On this date:
In 1593, France's King Henry the Fourth converted from Protestantism to Roman Catholicism.
In 1868, Congress passed an act creating the Wyoming Territory.
In 1909, French aviator Louis Bleriot flew across the English Channel in a monoplane, traveling from Calais to Dover in 37 minutes.
In 1944, Bing Crosby and the Andrews Sisters recorded Cole Porter's "Don't Fence Me In" in Los Angeles for Decca Records.
In 1946, the United States detonated an atomic bomb at Bikini Atoll in the Pacific in the first underwater test of the device.
In 1952, Puerto Rico became a self-governing commonwealth of the United States.
In 1956, 51 people died when the Italian liner "Andrea Doria" sank after colliding with the Swedish ship "Stockholm" off the New England coast.
In 1978, Louise Joy Brown, the first "test tube baby," was born in Oldham, England; she'd been conceived through the technique of in-vitro fertilization.
In 1985, a spokeswoman for Rock Hudson confirmed that the actor, hospitalized in Paris, was suffering from "AIDS." (Hudson died the following October.)
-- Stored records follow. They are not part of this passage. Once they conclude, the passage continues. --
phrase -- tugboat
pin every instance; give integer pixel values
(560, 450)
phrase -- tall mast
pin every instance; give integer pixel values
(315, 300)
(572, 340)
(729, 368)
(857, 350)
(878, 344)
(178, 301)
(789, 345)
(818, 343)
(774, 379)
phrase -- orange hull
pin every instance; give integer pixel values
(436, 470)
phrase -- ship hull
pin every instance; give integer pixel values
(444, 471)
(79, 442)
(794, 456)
In 1994, Israeli Prime Minister Yitzhak Rabin and Jordan's King Hussein signed a declaration at the White House ending their countries' 46-year-old formal state of war.
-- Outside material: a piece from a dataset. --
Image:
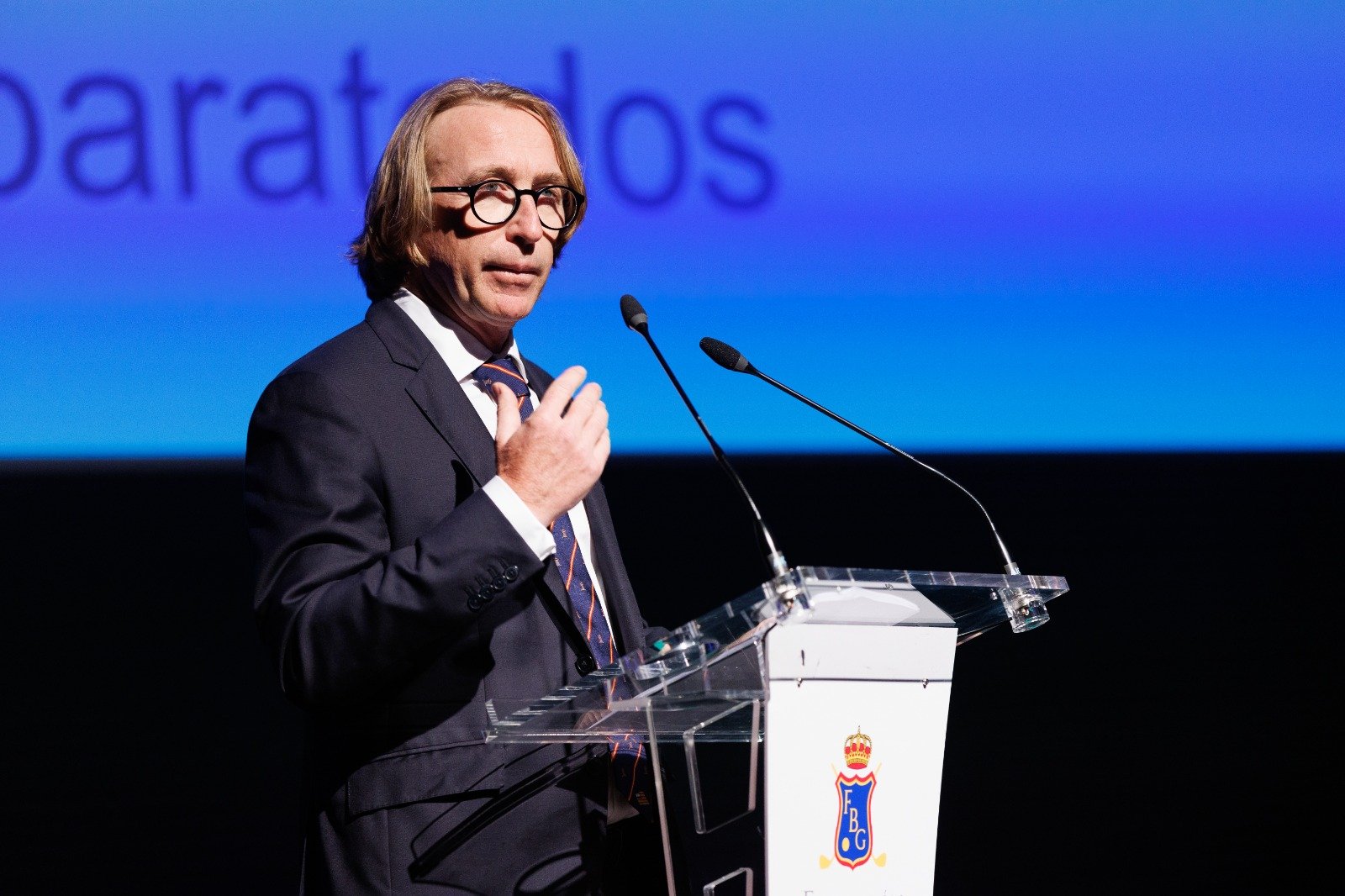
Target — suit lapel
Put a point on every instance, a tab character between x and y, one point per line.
434	389
447	408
Ten years ago: The US ambassador to Iraq, April Glaspie, met with Iraqi President Saddam Hussein to discuss Iraq's economic dispute with Kuwait. The Senate formally denounced Senator Dave Durenberger (Republican, Minnesota) for financial improprieties. Comedian Roseanne Barr sparked controversy with an off-key rendition of the "Star-Spangled Banner" during a double-header at Jack Murphy Stadium in San Diego.
Five years ago: A bomb exploded on a Paris subway, killing seven people and injuring at least 60. A UN war crimes tribunal indicted Bosnian Serb leader Radovan Karadzic, army commander General Ratko Mladic, and 22 other Serbs for war crimes.
One year ago: The Woodstock '99 music festival in Rome, New York, ended in fires and looting. Lance Armstrong rode to victory in the Tour de France. Morocco held a funeral for King Hassan the Second.
"One brave deed makes no hero."
-- John Greenleaf Whittier, American poet and essayist (1807-1892).